Norris McWhirter (The original Brexiter, 29 November) may have been a man with “a cranial database [of] fascinating facts” but he was an avowed champion of apartheid. As a leading member of the National Association for Freedom (Naff) – now the Freedom Association – he sought to prevent the BBC from broadcasting Nelson Mandela’s 70th birthday concert in 1988 on the grounds that it would constitute “anti-apartheid propaganda”.
McWhirter’s libertarianism is mischaracterised as a commitment to freedoms from restraints and obligations, but it was in fact a commitment to freedom to oppress and exploit. Grunwick boss George Ward sought support from Naff to sue the postal workers’ union for its active solidarity with the Grunwick strikers – a section of the ruling class involved in financing strike-breaking against a group of female Asian workers fighting for union recognition.
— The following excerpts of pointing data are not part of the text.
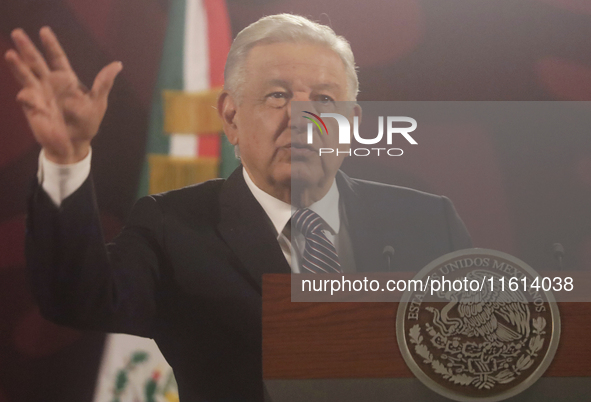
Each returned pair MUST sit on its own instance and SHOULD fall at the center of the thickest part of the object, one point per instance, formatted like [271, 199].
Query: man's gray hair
[285, 28]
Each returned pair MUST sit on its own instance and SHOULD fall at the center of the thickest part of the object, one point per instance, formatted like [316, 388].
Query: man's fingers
[29, 53]
[56, 56]
[104, 80]
[20, 70]
[29, 98]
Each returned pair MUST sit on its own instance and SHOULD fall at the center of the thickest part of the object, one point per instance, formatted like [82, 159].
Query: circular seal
[480, 328]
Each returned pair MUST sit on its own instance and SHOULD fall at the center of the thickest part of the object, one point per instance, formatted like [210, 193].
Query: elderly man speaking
[187, 268]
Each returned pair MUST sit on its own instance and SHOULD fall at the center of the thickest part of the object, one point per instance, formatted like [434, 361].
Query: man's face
[272, 142]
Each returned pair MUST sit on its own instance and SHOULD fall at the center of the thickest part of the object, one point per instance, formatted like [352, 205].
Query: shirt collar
[280, 212]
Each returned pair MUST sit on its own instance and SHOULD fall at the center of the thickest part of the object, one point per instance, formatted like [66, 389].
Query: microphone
[558, 253]
[388, 253]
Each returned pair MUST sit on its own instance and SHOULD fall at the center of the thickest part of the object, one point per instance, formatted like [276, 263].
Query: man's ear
[227, 112]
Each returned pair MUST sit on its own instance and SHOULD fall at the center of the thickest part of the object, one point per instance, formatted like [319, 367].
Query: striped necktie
[320, 255]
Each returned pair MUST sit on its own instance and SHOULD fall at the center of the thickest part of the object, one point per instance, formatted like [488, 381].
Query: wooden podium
[348, 352]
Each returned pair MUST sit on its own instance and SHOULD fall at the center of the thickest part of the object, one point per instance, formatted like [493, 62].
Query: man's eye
[277, 99]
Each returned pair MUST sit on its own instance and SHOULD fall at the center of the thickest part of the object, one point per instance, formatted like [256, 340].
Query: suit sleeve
[80, 281]
[459, 237]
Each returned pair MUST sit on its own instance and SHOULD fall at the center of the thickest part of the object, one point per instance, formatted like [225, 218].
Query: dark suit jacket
[187, 268]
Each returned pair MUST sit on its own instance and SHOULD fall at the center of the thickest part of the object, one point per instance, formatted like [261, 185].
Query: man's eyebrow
[277, 82]
[326, 85]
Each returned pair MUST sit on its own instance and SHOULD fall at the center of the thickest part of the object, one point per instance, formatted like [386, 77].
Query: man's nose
[299, 103]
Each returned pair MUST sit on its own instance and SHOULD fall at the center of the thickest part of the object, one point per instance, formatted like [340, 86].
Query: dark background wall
[538, 190]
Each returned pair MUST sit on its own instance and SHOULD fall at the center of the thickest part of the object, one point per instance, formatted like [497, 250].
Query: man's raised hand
[63, 114]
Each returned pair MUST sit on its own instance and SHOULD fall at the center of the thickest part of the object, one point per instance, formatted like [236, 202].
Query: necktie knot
[319, 254]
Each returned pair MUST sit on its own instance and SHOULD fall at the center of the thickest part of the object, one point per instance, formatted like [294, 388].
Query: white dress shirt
[280, 213]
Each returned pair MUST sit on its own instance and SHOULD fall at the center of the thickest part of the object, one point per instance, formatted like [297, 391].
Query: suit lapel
[248, 231]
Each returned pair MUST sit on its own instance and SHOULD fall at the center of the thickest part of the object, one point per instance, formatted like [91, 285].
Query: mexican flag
[184, 147]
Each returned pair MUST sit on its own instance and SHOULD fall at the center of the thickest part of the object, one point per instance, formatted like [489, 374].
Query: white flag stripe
[196, 56]
[183, 145]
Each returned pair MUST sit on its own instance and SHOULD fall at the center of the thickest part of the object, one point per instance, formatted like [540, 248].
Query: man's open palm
[63, 115]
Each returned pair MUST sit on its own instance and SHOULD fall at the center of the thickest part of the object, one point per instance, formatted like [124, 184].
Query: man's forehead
[284, 63]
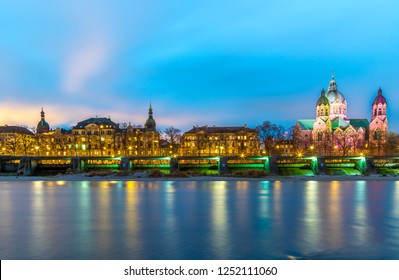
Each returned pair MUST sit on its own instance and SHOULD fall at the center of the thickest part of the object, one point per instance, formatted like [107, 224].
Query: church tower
[322, 107]
[42, 126]
[337, 101]
[379, 120]
[150, 124]
[322, 124]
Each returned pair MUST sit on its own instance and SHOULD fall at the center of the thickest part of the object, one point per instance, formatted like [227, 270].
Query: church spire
[333, 85]
[150, 124]
[42, 114]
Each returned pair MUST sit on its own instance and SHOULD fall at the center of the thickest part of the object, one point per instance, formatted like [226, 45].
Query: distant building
[103, 137]
[284, 148]
[42, 126]
[332, 133]
[219, 141]
[16, 140]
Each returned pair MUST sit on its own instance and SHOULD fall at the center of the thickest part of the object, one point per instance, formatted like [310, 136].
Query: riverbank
[113, 177]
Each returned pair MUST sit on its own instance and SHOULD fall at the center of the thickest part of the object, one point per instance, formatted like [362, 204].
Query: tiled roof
[220, 129]
[15, 129]
[306, 124]
[359, 123]
[98, 121]
[339, 122]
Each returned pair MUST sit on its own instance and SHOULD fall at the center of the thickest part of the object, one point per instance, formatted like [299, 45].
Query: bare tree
[391, 145]
[269, 134]
[173, 136]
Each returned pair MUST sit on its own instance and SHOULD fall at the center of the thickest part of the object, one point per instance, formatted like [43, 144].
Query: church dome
[323, 100]
[333, 93]
[380, 99]
[43, 124]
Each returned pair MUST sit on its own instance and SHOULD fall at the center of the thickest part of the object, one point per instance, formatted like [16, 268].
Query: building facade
[219, 141]
[90, 137]
[333, 133]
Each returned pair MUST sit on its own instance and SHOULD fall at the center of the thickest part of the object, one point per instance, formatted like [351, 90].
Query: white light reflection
[132, 241]
[39, 224]
[312, 219]
[395, 206]
[264, 199]
[85, 214]
[277, 203]
[219, 219]
[104, 214]
[360, 211]
[335, 214]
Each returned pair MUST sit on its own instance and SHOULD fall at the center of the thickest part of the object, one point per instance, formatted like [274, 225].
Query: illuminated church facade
[333, 133]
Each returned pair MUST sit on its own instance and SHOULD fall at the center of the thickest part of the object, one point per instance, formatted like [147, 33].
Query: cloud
[88, 58]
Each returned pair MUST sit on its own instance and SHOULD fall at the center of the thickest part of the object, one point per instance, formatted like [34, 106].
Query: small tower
[322, 106]
[150, 124]
[337, 101]
[379, 120]
[42, 126]
[322, 124]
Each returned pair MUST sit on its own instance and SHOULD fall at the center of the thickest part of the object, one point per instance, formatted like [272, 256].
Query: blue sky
[198, 62]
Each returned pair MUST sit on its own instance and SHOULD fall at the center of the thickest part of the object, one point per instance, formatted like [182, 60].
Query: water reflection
[312, 220]
[219, 219]
[199, 220]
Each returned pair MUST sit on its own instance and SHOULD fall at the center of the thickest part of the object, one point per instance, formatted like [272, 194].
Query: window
[377, 135]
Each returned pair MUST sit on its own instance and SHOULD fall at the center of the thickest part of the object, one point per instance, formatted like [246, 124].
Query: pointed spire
[333, 84]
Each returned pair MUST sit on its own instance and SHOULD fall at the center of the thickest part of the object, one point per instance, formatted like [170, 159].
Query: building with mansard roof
[333, 133]
[219, 141]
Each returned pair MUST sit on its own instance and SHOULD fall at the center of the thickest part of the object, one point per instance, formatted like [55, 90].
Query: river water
[199, 220]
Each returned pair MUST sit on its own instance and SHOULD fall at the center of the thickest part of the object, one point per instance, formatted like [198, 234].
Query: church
[333, 133]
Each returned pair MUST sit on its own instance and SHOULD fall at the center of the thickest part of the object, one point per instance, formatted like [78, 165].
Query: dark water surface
[199, 220]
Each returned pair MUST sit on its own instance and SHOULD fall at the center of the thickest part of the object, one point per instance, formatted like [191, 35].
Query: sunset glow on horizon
[203, 63]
These “libertarians” came together over support for Rhodesia and South Africa and a hard line against Irish republicanism. To treat them as a laughing matter is to give space for their ideas and history to gather support again.
Nick Moss
London
• Reading about Norris McWhirter took me back to 1972 when his brother Ross decided to challenge the Heath government’s decision to take the UK into what is now the EU. My role was to help Ross, a litigant in person, to draft the writ and issue it in the high court. Having completed the formalities, Ross decided that we should serve the sealed document on the appropriate secretary of state.
After being turned away by the PC at the House of Commons, we hastened to the Treasury solicitor’s office in Whitehall, where a senior official solemnly informed us that we were in breach of parliamentary privilege for attempted service of legal process within the precincts of the Palace of Westminster. Fortunately the threatened knock on the door by the serjeant at arms never came.